Irish teenager Claire becomes the first person in the country to beat rare blood disorder
A 14-year-old girl who suffers from a rare blood disorder - which costs the State €437,000 a year per person in drugs bills - has been cured with a bone marrow transplant at a quarter of the cost.
Claire McNamara (14) underwent a transplant last November in a state-of-the-art stem cell unit at Our Lady's Children's Hospital in Crumlin at a cost of €85,000.
She had been diagnosed with the life-threatening disease Paroxysmal Nocturnal Haemoglobinuria (PNH), which made headlines earlier this month as the Health Service Executive's Tony O'Brien warned the high cost of paying for drugs to treat it would impact on the funding of other services.
After a campaign by sufferers, the HSE sanctioned the use of the drug Eculizumab, also known as Soliris, to treat it at a cost of €437,000 a year.
Professor Owen Smith, consultant in childhood cancer at the hospital and Regius Professor of Physics at Trinity, who treated Claire, said stem cell transplantation was the only cure for the condition, but not everybody with PNH was a suitable candidate. "This is a first for Ireland in haemotology; Claire is the first to be transplanted here. When you see PNH in children, the longer they live with it, the greater the chance they will die from it," Prof Smith said.

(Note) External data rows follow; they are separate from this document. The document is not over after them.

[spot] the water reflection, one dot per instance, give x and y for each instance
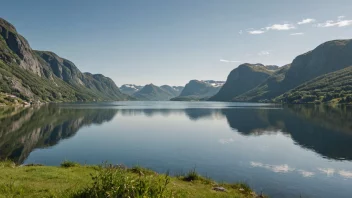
(325, 130)
(23, 130)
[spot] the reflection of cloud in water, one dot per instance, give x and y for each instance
(226, 141)
(283, 168)
(305, 173)
(345, 174)
(328, 171)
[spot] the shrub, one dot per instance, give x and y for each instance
(117, 182)
(68, 164)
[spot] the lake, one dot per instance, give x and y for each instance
(282, 151)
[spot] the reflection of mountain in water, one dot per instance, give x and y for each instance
(325, 130)
(23, 130)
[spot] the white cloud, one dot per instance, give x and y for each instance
(339, 18)
(297, 34)
(256, 31)
(306, 173)
(285, 26)
(339, 23)
(345, 174)
(283, 168)
(264, 53)
(229, 61)
(306, 21)
(226, 141)
(328, 171)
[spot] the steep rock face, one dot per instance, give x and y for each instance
(20, 47)
(62, 68)
(244, 78)
(327, 57)
(104, 85)
(44, 76)
(152, 93)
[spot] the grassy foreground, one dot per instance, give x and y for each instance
(74, 180)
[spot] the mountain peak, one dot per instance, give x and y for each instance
(7, 25)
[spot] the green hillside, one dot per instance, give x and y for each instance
(41, 76)
(328, 57)
(245, 77)
(152, 93)
(331, 87)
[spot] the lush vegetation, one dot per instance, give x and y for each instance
(333, 87)
(36, 76)
(78, 181)
(328, 57)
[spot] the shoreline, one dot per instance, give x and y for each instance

PNH causes the destruction of the blood cells, leading to anaemia, fatigue, muscle pains and a high risk of blood clots and kidney failure.
Claire, who was diagnosed after being hit by a bout of tiredness and bruising, had her transplant on November 25 and got home to Oughterard, Co Galway on Christmas Eve.
"Now I feel much better, I have energy," she said. She is now looking forward to returning to school and seeing her friends and in the future is hoping to become a paediatric nurse.